Why use our typeHLA service to take care of your HLA typing requirements?

  • Uses state of the art genotyping technologies developed for HLA typing in clinical applications;
  • Our service covers study planning, sample shipping, data reporting and interpretation as well as an appropriate contractual relationship;
  • Eliminates issues that can arise from informal relationships with a local typing lab;
  • Professional, reliable HLA Tissue Typing service;
  • In advance of starting functional cellular assays such as ELISpot, or carrying out flow cytometry testing with HLA multimers, tissue typing is usually required for interpreting results successfully;
  • If you are carrying out a clinical trial, establishing the tissue type of your donor samples is an important step. Many diseases and the immunological response to them are associated with specific HLA types. Correlating your trial results with the sample tissue type may give you critical additional information that could make a difference to the interpretation of the results;
  • FDA Guidance on Immunogenicity Assessment for Therapeutic Protein Products (August 2014) recommends as follows:  “Evaluation of genetic factors that may modulate the immune response to a  therapeutic protein product is recommended. For example, the subset of patients that generate neutralizing antibodies to IFN-beta products are more likely to possess distinct HLA haplotypes (Hoffmann, et al. (2008) Am J Hum Genet, 83(2):219-27). Thus knowledge of the heightened susceptibility of patients with such HLA haplotypes may allow for measures to prevent such responses or to pursue other treatment options.”
  • If your time and resources are limited, and deadlines are imminent, our typeHLA Service provides just the help you need.

Praise for typeHLA from:

Dr. Jennifer Kirchherr at the Duke Human Vaccine Institute in North Carolina, USA

“We looked at a range of companies offering tissue typing, and also at using an on-campus typing facility, and we found that ProImmune were able to offer us the best pricing and turnaround time.”

Dr. Navapon Techakriengkrai at Chulalongkorn University, Thailand

“I outsource my tissue typing to ProImmune because they provide me with the fastest service at the best price. Since the main theme of my research is on T cell immunology, HLA-type is inevitably needed. The customer service from ProImmune is of the best quality.”

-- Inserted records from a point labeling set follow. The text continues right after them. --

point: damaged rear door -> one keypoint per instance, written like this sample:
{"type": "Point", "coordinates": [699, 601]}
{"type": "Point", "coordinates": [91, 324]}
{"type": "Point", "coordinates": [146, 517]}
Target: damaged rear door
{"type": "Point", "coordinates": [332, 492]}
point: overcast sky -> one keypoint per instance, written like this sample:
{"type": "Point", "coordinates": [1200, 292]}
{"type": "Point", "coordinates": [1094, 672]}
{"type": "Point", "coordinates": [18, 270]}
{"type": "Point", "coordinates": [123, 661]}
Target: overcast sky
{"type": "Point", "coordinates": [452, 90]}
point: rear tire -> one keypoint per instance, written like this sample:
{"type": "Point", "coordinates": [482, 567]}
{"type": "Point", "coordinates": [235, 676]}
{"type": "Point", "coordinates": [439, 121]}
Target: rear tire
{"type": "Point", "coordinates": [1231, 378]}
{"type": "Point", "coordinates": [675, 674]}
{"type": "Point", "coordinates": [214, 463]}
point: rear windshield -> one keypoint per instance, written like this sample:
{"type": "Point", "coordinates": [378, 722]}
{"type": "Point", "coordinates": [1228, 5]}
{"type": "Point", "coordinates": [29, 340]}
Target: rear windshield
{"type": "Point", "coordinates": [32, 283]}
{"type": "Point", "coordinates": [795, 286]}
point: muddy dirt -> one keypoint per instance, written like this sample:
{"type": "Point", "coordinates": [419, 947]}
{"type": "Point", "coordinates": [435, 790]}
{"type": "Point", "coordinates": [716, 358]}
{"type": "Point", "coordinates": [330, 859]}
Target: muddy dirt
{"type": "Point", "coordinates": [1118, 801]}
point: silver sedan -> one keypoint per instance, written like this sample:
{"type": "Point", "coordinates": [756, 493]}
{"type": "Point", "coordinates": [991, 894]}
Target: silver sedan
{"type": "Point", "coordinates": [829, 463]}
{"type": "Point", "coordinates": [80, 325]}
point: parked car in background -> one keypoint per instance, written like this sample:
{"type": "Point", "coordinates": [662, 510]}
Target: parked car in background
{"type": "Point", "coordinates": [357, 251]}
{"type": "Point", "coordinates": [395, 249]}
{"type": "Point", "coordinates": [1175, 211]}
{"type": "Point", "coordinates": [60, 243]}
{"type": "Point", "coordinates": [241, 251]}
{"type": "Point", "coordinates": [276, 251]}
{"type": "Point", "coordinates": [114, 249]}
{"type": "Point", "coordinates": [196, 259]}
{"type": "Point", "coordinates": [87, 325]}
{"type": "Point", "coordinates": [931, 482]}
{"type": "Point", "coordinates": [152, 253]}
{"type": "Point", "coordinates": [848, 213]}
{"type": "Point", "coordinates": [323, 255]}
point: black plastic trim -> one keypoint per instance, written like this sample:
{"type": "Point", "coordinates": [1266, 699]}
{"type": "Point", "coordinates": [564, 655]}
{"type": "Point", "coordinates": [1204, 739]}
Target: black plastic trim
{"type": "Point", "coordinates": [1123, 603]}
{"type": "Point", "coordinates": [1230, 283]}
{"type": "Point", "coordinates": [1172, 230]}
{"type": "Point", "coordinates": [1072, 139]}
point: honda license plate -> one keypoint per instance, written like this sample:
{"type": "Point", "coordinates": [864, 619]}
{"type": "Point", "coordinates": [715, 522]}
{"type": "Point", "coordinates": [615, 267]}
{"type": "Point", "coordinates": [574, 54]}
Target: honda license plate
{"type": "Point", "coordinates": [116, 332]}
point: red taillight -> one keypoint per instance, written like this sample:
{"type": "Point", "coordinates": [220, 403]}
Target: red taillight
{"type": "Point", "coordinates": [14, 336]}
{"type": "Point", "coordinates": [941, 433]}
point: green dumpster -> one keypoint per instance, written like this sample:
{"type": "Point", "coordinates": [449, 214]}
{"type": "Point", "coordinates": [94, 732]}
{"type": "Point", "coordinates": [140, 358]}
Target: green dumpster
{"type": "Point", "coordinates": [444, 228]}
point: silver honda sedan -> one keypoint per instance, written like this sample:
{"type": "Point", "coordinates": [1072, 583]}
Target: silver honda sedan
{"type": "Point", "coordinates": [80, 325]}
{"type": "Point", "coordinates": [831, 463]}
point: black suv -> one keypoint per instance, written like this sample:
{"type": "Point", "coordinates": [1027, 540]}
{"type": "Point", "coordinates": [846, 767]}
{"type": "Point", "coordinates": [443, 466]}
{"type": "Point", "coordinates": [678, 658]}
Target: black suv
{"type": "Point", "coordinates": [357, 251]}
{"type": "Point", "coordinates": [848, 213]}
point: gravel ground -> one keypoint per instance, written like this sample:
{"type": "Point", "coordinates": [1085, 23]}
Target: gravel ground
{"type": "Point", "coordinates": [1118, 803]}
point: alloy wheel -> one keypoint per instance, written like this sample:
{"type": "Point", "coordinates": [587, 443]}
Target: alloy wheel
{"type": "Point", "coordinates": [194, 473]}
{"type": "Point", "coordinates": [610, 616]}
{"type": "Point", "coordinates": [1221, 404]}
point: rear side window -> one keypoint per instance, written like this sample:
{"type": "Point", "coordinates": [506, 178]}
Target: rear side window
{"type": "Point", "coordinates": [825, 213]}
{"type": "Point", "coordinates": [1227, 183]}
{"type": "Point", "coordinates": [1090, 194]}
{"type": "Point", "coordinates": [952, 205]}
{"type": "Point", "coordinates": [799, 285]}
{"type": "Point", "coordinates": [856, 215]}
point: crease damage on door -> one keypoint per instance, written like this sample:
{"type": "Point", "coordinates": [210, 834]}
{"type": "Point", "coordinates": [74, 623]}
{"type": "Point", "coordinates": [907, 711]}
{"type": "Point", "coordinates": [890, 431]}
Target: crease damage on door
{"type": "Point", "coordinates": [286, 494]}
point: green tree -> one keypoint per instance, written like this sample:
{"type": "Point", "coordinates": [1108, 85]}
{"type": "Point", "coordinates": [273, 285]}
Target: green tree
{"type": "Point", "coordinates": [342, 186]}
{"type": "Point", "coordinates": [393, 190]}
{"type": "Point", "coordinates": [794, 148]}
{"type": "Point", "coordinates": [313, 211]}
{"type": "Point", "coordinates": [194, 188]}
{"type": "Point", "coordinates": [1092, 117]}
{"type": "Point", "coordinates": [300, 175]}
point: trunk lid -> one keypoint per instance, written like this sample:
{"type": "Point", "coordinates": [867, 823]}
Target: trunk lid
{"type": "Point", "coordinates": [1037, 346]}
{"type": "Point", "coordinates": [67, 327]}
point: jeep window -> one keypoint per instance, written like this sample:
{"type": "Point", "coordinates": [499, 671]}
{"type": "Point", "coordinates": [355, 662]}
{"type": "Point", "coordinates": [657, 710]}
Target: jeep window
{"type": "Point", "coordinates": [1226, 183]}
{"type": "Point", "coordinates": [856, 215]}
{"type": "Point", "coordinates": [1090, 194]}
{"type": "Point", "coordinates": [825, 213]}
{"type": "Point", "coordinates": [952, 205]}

More on HLA-linked diseases and treatments

An individual’s immune response to a foreign agent, such as a vaccine, drug or allergen, can be strongly influenced by their HLA tissue type. In addition there are numerous examples of diseases with known HLA association – for instance, Type 1 Diabetes is associated with HLA-DRB1*04:01, Multiple Sclerosis with HLA-DRB1*15:01 and protection from HIV infection with B*57:01 and B*35:01. It seems absurd, but HLA type is ignored in most clinical trials where the presence of a novel therapeutic is known to influence the immune response.

One of the most relevant examples is recombinant factor VIII, used to treat suffers of hemophilia. There is clear bias towards an anti-drug response in a subset of recipients with common HLA alleles. Efforts are underway to understand this bias fully, and to develop variants of Factor VIII that will be less immunogenic for these individuals.

Autoimmune diseases including Rheumatoid Arthritis (RA) show a strong association with HLA DRB1*01:01 and HLA-DRB1*04:01. A therapeutic target in RA is CD20, and the anti-CD20 antibody Rituxan® (Rituximab), (a chimeric mouse/human monoclonal antibody developed by IDEC Pharmaceuticals) is used in RA treatment. However, Rituxan® contains DR1 and DR4 restricted T cell epitopes, which in the RA population contribute to a high rate of reported immunogenicity.

These examples illustrate the case for understanding your patient population in terms of HLA type, and thus knowing at an early stage how your biologic may perform in different populations. Even if your clinical trial doesn’t result in your therapy going forward, you can maximize the amount of information you gain from the trial by having HLA typing data available.